Un enfant est une inversion, et l’adulte qui en résulte un retour sur investissement. Si, durant le développement de cette entreprise, il apparaît profitable d’exploiter sa force de travail, pourquoi pas ? Il s’agit de mon inversion, pourquoi ne pourrais-je pas en tirer profit avant terme, quitte à perdre un peu de sa valeur-ajouté futur ? C’est mon enfant, mon inversion, je le gère comme je veux.
Un organe humain ? Mon rein ? C’est un capital, libre à moi de le vendre, cela pourrait me constituer un petit capital pour fonder mon entreprise. Demain, si mon entreprise s’adapte aux fluctuations du Marché, je pourrais peut-être m’en racheter un autre, de rein.

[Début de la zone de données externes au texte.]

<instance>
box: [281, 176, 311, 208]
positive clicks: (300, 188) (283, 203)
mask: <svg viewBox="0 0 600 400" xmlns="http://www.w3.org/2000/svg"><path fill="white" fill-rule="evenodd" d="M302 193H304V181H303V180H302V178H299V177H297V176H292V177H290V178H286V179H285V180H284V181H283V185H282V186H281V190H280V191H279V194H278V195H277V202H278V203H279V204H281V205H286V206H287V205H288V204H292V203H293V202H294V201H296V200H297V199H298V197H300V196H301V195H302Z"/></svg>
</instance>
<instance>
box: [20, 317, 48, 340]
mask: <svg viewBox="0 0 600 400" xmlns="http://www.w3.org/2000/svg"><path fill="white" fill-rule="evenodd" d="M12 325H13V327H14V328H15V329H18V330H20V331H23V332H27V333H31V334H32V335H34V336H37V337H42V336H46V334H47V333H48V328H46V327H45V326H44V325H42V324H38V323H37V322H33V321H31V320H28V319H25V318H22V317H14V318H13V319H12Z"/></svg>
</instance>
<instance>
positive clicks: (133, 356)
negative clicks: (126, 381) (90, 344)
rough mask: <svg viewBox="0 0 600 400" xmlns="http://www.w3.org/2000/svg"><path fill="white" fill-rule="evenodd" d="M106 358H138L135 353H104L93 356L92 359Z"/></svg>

(Ces deux exemples ne sont pas des inventions d’une dystopie, ils ont été invoqués par des libertariens argentins, respectivement par le député Benegas-Lynch et par le alors candidat à la présidentielle Milei).
L’amitié, l’amour, les relations familiales, de voisinage, toute vie sociale, s’insèrent dans le Marché qui, s’il est totalement libre, débarrassé de toute entrave, offre les solutions optimales pour chacun de ces rapports. Voilà le monde totalitaire qu’instaure Milei.

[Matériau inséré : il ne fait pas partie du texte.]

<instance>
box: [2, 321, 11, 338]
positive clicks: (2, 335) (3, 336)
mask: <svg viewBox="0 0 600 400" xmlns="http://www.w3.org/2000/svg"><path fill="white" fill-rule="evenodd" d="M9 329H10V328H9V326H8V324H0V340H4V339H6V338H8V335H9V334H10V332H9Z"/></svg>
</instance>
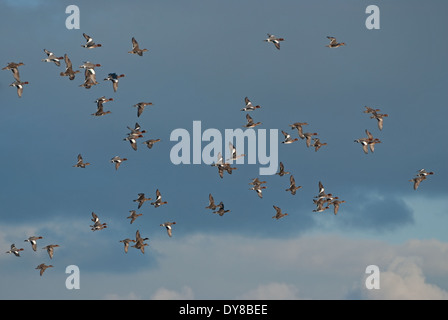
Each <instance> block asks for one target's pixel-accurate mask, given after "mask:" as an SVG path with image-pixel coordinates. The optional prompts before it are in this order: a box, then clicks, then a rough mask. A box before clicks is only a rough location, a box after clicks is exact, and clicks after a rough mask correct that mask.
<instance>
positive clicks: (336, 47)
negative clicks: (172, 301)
mask: <svg viewBox="0 0 448 320" xmlns="http://www.w3.org/2000/svg"><path fill="white" fill-rule="evenodd" d="M327 38H328V39H329V40H330V43H329V44H327V45H326V47H328V48H338V47H341V46H345V42H338V41H337V40H336V38H335V37H327Z"/></svg>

Bien sûr, dans ce monde, la moindre production qui ne trouve pas de débouché direct sur le Marché n’a aucune raison d’être. Le Marché permet de faire disparaitre toute activité inutile. En attendant, Milei, nouveau Moïse (qui guida son peuple vers la Liberté -c'est une référence qu'il utilise réellement dans son discours-), signale toutes ces activités inutiles, menées par des vipères qui prospèrent sous le soleil artificiel de l’Etat.

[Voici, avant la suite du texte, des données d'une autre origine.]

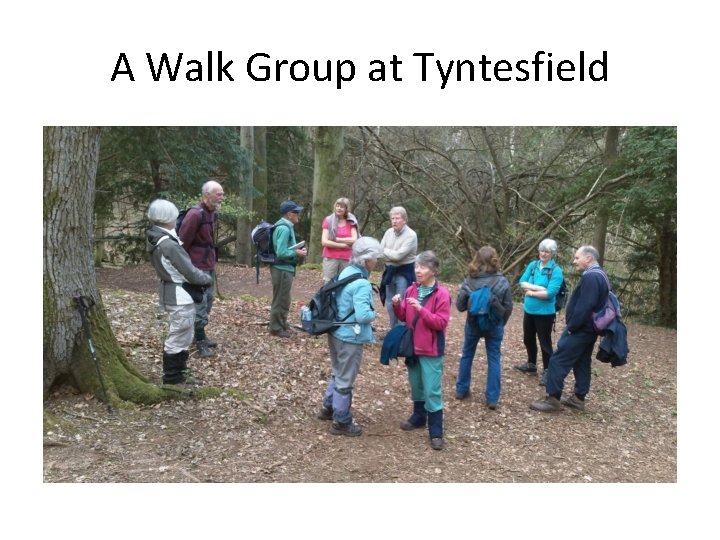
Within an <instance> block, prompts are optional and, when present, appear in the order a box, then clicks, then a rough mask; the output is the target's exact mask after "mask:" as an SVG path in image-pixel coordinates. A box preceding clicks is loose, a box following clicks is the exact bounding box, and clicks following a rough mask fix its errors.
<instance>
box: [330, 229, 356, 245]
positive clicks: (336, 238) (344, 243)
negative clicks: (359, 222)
mask: <svg viewBox="0 0 720 540" xmlns="http://www.w3.org/2000/svg"><path fill="white" fill-rule="evenodd" d="M335 240H336V241H337V242H339V243H340V244H342V247H347V246H352V245H353V244H354V243H355V240H357V229H356V228H355V227H351V228H350V236H343V237H342V238H335Z"/></svg>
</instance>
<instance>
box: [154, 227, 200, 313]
mask: <svg viewBox="0 0 720 540" xmlns="http://www.w3.org/2000/svg"><path fill="white" fill-rule="evenodd" d="M146 249H147V252H148V253H150V261H151V262H152V265H153V267H154V268H155V272H156V273H157V275H158V277H159V278H160V291H159V292H160V304H162V305H169V306H184V305H187V304H192V303H193V300H192V298H190V295H189V294H188V293H187V292H186V291H185V289H183V288H182V284H183V283H184V282H187V283H190V284H192V285H210V284H211V283H212V277H210V276H209V275H208V274H206V273H205V272H203V271H202V270H198V269H197V268H195V267H194V266H193V264H192V262H191V261H190V256H189V255H188V253H187V251H185V250H184V249H183V248H182V246H181V245H180V241H179V239H178V237H177V235H176V234H175V230H172V231H169V230H167V229H163V228H162V227H158V226H157V225H153V227H152V229H149V230H148V231H147V244H146Z"/></svg>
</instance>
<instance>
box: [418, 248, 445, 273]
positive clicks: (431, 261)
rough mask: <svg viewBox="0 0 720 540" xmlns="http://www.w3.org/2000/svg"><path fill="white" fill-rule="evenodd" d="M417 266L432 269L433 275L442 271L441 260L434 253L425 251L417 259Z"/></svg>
mask: <svg viewBox="0 0 720 540" xmlns="http://www.w3.org/2000/svg"><path fill="white" fill-rule="evenodd" d="M415 264H419V265H421V266H425V267H427V268H429V269H430V271H431V272H432V273H433V274H437V273H438V272H439V271H440V259H438V258H437V255H435V253H433V252H432V251H423V252H422V253H418V255H417V257H415Z"/></svg>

Ainsi, cette semaine, inaugurant un forum réunissant des extrême-droites du monde entier à Buenos Aires, dans le Centre Culture Nestor Kirchner (ancienne Poste Centrale, bâtiment entièrement public, rebaptisé « Palacio Libertad » mais fonctionnant toujours avec les deniers publics), Milei a pointé quelques-uns de ces inutiles :
« Les supposés scientifiques et intellectuels qui croient qu’avoir un titre universitaire en fait des êtres supérieurs. De sorte que nous devrions tous leurs subsidier leur vocation. Si leurs enquêtes fussent si utiles qu’ils le croient, je les invite à sortir au marché, comme n’importe qui. Enquêtez, publiez un livre et voyez si ça intéresse les gens ou pas, au lieu de vous cacher comme des canailles derrière la force coercitive de l’État. »
Voilà, toute enquête qui n’intéresse pas « les gens », le Marché, n’a pas lieu d’être. Milei dit de même des artistes et leurs œuvres.
Le Marché, tout le Marché, rien que le Marché. Le totalitarisme du Marché. Ainsi, contre tout ce qu’on nous a répété jusqu’à plus soif depuis notre enfance, le libéralisme n’est pas une garantie contre le totalitarisme, il peut en être une des modalités.